A Case of Indigestion

Another point of pressure is the ability of these firms to bring on more RIAs, integrate them into the business and find synergies.

Kellum said it requires more bandwidth, time and money to train and onboard acquired advisors as these firms become larger enterprises with more national footprints.

“As you see acquiring firms want to scale these platforms—like wanting to bring more advisors or more firms onto the platform—I either do more deals of the same number of advisors, or I have to go after bigger targets,” Kellum said. “Either one creates more onboarding complexity.”

tru Independence’s Dogra said some firms are struggling to integrate what they already have.

“You’ve heard firms say, ‘Oh, we’re going to digest what we have, or ‘We’re going to focus on what we have,’” Dogra said. “Those are called consumption pains, where ‘We have not aligned or integrated or found cost savings in what we have, and now we need to focus on that. Or we’re not delivering from a service, organic or value proposition perspective.’”

Tibergien said many of the buyers are still just financial buyers, and if they don’t integrate, then they don’t have a platform. If they don’t have a platform, he argues, they can’t move into the expansion and growth phase.

“This becomes a challenge for consolidators, whether or not they want to be a portfolio manager holding a bunch of advisory firms as their asset on which they get a return, or whether or not they want to build a truly consolidated business that allows them to grow,” he said.

The ‘Bear Stearns Moment’

RIA M&A experts don’t expect to see a wave of defaults and failures among the consolidators. More likely, deal-making moves upstream.

The evolution from fragmentation to consolidation has happened in almost every industry, Tibergien said.

If you look at the top 2,000 RIAs that have over $1 billion in assets, roughly 30% are corporate owned at this point, he said.The RIA industry is further along the consolidation curve than 10 years ago, but with plenty of room for more in the years ahead.

At this point, the big players are feeling the heat, faced with increasing costs of business, higher operational risks and declining markets putting pressure on future earnings, Tibergien said. That probably means we’ll soon see more consolidation among the consolidators.

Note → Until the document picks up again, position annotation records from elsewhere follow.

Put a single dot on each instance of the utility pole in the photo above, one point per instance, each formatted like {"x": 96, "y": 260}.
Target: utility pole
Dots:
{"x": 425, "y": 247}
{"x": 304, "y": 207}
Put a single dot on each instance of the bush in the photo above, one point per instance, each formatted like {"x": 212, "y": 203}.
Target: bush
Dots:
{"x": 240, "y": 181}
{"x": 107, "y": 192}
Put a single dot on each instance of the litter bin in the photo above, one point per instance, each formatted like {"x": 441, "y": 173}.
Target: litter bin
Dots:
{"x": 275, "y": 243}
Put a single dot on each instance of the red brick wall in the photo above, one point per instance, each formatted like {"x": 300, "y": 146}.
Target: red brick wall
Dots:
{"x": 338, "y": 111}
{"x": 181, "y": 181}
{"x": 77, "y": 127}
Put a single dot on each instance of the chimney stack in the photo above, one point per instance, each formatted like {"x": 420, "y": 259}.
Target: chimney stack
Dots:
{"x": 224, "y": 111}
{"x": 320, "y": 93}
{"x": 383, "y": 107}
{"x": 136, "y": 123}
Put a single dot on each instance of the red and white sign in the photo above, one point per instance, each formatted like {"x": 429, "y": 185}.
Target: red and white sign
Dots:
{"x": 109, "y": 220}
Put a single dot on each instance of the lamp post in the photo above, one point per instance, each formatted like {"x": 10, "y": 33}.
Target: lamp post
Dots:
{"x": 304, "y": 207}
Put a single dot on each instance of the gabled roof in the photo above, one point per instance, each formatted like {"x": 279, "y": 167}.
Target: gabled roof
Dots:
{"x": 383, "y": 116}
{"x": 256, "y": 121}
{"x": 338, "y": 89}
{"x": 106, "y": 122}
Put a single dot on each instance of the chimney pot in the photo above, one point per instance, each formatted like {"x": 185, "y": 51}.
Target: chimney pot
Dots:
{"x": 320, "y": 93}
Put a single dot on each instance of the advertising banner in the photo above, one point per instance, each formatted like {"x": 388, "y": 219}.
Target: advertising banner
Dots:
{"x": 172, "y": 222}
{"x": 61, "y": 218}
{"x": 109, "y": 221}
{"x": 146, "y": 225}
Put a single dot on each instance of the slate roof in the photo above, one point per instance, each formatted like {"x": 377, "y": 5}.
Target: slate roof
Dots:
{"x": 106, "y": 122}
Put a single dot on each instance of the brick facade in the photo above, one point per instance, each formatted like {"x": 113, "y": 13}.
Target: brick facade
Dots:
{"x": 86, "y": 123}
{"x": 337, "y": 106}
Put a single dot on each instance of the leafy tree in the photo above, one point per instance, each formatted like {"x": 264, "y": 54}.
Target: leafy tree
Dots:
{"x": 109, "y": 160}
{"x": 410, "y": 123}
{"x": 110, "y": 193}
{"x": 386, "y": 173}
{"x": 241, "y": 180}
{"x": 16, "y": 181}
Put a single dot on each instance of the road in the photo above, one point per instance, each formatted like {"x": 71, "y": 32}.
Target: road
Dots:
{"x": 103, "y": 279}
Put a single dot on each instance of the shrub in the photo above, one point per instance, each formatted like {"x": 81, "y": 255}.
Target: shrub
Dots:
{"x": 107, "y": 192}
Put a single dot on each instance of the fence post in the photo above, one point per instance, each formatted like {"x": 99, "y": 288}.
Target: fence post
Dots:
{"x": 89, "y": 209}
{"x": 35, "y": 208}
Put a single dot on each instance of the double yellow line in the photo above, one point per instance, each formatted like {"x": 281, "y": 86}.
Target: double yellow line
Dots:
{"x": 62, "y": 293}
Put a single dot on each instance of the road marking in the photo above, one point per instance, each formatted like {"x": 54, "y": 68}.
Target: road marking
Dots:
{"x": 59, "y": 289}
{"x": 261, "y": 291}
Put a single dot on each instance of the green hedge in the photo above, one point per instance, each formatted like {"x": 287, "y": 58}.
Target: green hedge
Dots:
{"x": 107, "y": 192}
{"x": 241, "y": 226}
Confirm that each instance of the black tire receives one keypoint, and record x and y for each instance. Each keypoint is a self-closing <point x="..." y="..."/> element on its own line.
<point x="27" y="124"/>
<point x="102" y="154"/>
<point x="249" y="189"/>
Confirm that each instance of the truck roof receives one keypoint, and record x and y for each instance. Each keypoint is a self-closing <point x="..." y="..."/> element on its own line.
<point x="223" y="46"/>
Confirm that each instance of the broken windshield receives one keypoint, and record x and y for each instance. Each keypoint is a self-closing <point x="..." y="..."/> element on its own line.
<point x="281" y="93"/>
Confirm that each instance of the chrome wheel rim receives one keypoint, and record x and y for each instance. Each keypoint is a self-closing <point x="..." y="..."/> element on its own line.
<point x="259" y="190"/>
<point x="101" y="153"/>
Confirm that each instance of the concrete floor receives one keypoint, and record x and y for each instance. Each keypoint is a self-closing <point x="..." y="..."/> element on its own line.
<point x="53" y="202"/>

“You won’t see a failure, but I think you will see almost a ‘Bear Stearns moment.’ Maybe it’ll look a little more dignified. But you’ll see some of these guys strategically merge because they’ve got to cut expenses due to debt funding costs doubling,” said the unnamed source close to deal-makers.

“I think you’re going to see some of these overleveraged guys look at exits. They’re not just going to throw up the white flag and say the lender’s going to have the business.”